The 1.5% increase in the 54 days to 24 December has led the high street chain to upgrade its profit forecast and signalled that inflation pressures are set to ease.
The figures were boosted by a 13.6% leap in online sales which helped mitigate a 6.1% drop in high street sales.
The colder weather leading up to Christmas was also a factor, the company said.
As a result, Next said its annual profits were expected to increase by £8 million to £725 million, a figure still a long way off last year's £790.2 million.
The retailer has been hammered by rising costs linked to the falling pound and the resultant collapse in consumer confidence.
"Many of the challenges we faced last year look set to continue into the year ahead.

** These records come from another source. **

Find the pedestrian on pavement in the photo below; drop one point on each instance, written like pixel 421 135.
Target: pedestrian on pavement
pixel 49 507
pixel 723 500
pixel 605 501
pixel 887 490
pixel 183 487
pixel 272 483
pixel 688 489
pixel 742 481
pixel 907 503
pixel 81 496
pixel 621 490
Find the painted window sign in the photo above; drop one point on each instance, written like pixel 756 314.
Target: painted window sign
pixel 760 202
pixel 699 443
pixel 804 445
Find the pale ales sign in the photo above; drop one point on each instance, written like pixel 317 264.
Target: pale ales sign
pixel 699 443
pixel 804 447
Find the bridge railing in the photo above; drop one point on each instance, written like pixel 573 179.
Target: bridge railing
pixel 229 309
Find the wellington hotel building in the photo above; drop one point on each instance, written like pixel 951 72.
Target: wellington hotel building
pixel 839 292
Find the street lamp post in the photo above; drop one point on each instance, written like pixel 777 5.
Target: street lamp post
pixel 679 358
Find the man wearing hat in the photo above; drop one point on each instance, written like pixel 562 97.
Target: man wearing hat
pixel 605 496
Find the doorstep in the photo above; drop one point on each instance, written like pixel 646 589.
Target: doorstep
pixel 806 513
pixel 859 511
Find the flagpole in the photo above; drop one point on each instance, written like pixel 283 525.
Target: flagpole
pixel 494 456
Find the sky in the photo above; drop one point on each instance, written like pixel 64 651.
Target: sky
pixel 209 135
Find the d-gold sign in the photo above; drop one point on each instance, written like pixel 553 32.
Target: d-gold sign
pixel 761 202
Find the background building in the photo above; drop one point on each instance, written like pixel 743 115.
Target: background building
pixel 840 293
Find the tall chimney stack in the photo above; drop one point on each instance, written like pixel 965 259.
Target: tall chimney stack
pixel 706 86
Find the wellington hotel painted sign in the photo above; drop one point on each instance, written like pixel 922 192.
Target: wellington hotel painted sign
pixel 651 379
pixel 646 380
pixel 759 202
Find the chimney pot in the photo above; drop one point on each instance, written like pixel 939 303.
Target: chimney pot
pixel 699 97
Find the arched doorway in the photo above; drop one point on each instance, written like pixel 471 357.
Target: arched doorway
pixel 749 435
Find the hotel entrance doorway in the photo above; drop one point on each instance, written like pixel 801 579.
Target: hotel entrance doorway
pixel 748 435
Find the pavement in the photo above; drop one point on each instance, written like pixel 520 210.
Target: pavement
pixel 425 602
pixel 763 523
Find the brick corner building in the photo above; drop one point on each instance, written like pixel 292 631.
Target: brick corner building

"Subdued consumer demand driven by a decline in real income, the increase in experiential spending at the expense of clothing, and inflation in our cost prices remain challenges for 2018," Next said.
Chief executive Lord Simon Wolfson - a prominent Leave campaigner - has already said that cautious consumers were only buying "as and when they need" as trading remains "extremely volatile".
However, the firm added that it believes that "some of these headwinds will ease" through 2018, with inflation falling to 2% in the first half and disappearing in the second.
However, the firm added that it believes "some of these headwinds will ease" through 2018, with inflation falling to 2% in the first half and disappearing in the second.
Recent data has done nothing to inspire confidence for retailers, with figures from Springboard showing footfall in the last trading week before Christmas fell by 7.1% year on year, while on Boxing Day it plummeted 5.9%.
Next shares rose more than 8% to 4,893p in morning trading as investors welcomed the update.